Hackney locals support Diane Abbott in anti-racism rally
An anti-racism rally was held last Friday in support of independent MP for Hackney North and Stoke Newington Diane Abbott, who was recently targeted in racist comments made by Tory donor Frank Hester.
The rally, which was organised by local black women in Ms Abbott’s local community, was also attended by former Labour leader Jeremy Corbyn, who deemed the treatment that she had been subjected to ‘utterly disgraceful’.
The event was a response to several comments made by Hester, who was revealed last week to have remarked in a 2019 meeting: ‘(...) you see Diane Abbott on the TV and you’re just like, I hate, you just want to hate all black women just because she’s there, and I don’t hate black women at all, but I think she should be shot.’

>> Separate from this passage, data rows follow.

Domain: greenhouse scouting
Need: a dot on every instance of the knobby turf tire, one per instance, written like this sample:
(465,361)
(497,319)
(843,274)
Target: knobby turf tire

Hester is the CEO of software company The Phoenix Partnership and is currently the Tory party’s biggest donor, having donated £15m over the past year. The Tory party is currently facing calls from both Labour and the Lib Dems to return the money, with SNP Westminster leader Stephen Flynn accusing Sunak of ‘putting money before morals’.
Sunak has refused to return the money, stating that he is ‘pleased’ to have received the CEO’s support. Tory Post Office minister Kevin Hollinrake has said that his party would willingly receive more money from Hester, stating that ‘we don’t believe Mr Hester’s a racist’ because he had already issued an apology.
Hester has denied being a racist, and his company has issued a statement that ‘his criticism had nothing to do with her gender nor her colour of skin.’
Ms Abbott was herself suspended as a Labour MP in 2023 after suggesting that Jewish, Traveller, and Irish people were not subject to racism ‘all their lives’. She is still seen by many of her supporters as an icon of Black female empowerment, and is currently awaiting a decision on whether or not to be reinstated.
At the protest, she expressed her gratitude towards the Hackney residents, who she says have ‘stood by me year after year, decade after decade.’
‘We have to make sure that for generations of young black people, they don’t have to suffer the racism that we had to suffer,’ she added.